A former Halliburton Co. employee wants Congress to investigate what he claims are the company’s efforts to cover up violations of corruption laws and to mislead investigators.

David A. Smith, who worked for Halliburton’s Kellogg, Brown & Root unit, said he received e-mails from a company attorney on how to handle federal investigations, but those notes were intended for David R. Smith, a vice president with Halliburton’s tax group.

The e-mails, he said, focused on how the Houston oil field services conglomerate would defend itself against a federal review of bribery and corruption charges connected to Halliburton’s natural gas operations in Nigeria.

David A. Smith, who says he owns a single share of company’s common stock, filed a statement with the Securities and Exchange Commission Thursday, saying David R. Smith “was being asked to weigh in on how to explain away the source of the bribes paid to Nigerian officials.”

In the e-mail, “the attorneys (both in-house and external) were weighing in on how to mount a legal defense, and how to keep the DOJ and SEC thrown off the scent,” he wrote.

The company has disclosed in prior regulatory filings that it is cooperating with the SEC and the Justice Department in their review of possible violations to the Foreign Corrupt Practices Act.

David A. Smith declined to provide The Associated Press with copies of the e-mails or name the attorney who sent the note, saying he was concerned about interfering with the Justice Department’s investigation.

“It’s safe to say, it would be unwise for (Halliburton) to paint me or portray me as a liar,” Smith said Friday. “I’m telling the truth; this really did happen. I’ve got my ducks in a row to back me up.”

Halliburton spokeswoman Cathy Mann said in an e-mail statement that Smith’s allegations are “completely without merit.”

David A. Smith said he received the e-mails when he worked for Halliburton in Virginia as a contracted employee for nearly two years through August 2003, when his contract was not renewed. He said he worked in the company’s government proposals group, which oversaw federal, state and local requests for proposals.

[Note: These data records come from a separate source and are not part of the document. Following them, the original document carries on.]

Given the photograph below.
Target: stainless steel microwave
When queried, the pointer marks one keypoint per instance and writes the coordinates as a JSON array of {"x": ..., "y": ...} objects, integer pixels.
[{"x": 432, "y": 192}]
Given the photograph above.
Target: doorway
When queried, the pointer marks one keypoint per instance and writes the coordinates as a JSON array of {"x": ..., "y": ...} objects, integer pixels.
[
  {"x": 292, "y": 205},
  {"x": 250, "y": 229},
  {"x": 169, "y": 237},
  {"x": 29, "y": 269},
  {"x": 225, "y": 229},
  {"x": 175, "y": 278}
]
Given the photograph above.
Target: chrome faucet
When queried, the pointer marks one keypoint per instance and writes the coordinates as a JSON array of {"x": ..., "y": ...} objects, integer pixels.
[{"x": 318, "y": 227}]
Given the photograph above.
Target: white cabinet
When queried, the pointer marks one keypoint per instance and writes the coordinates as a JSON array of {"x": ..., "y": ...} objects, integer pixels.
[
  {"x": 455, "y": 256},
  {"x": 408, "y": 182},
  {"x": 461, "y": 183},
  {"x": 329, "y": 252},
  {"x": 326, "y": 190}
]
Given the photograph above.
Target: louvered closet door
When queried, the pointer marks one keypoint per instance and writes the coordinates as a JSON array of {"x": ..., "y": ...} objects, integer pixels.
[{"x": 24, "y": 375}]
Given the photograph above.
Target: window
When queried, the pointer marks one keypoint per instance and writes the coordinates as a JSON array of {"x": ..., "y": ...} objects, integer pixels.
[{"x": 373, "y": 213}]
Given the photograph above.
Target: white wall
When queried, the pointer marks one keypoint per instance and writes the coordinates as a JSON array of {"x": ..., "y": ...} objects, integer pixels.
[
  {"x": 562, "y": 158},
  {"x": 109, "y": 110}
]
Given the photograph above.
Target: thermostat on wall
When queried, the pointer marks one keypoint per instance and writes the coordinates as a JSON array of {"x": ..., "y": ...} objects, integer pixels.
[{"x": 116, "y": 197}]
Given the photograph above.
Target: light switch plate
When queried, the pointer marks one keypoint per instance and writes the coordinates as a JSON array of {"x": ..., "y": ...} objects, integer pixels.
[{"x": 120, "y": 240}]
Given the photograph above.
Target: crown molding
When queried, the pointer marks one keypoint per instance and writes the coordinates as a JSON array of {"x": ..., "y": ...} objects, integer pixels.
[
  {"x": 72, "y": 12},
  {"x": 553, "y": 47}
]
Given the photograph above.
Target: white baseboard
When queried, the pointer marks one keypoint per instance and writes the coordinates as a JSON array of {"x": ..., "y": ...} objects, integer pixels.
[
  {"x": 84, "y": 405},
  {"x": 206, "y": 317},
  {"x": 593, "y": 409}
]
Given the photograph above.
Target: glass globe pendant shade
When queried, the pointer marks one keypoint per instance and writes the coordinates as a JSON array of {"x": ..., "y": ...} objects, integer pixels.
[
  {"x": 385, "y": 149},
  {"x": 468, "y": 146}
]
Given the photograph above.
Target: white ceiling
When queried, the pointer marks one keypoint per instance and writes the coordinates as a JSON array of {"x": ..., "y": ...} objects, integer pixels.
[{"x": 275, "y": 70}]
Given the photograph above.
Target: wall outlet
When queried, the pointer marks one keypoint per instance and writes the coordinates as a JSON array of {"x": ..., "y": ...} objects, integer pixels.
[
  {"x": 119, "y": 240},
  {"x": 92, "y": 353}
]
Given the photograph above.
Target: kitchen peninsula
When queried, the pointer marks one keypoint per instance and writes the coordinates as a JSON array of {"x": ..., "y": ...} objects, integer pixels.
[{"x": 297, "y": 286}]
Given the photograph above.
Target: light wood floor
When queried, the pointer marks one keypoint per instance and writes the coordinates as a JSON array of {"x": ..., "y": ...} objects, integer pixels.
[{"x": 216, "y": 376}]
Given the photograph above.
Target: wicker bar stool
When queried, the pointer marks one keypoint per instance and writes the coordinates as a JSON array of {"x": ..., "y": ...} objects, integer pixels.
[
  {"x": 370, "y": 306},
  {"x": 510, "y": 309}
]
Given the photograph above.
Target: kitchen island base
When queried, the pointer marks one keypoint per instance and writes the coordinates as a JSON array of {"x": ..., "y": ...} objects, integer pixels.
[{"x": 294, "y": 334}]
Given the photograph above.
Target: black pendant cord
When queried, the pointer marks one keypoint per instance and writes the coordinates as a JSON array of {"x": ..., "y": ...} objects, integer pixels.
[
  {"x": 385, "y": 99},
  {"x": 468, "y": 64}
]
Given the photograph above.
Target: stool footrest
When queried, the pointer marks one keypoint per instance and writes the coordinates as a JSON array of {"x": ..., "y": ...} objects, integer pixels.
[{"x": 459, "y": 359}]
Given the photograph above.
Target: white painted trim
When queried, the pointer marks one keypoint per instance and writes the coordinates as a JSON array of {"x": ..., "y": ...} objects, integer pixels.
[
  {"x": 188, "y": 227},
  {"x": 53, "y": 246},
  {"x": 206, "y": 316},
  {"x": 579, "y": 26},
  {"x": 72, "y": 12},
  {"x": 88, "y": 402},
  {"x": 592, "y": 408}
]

Smith told The AP he received the e-mails in the fall and winter of 2002 and talked with the Department of Justice about them in 2004.

He said he was going public with the matter now because he believes he made a mistake in not going public with it in 2004.

Smith, 34, who works as an independent consultant, currently is helping to write a textbook on corporate governance.

Halliburton’s Mann said the company does not allow unethical business practices and provides a toll free hot line for employees to report concerns.

“If he was so concerned about this information, we question why he did not raise the issue by means made available to him in the Code of Conduct information,” Mann wrote in an e-mail.

Halliburton, whose chief executive was Vice President Dick Cheney from 1995 to 2000, has been criticized since the beginning of the war in Iraq for multibillion-dollar government contracts.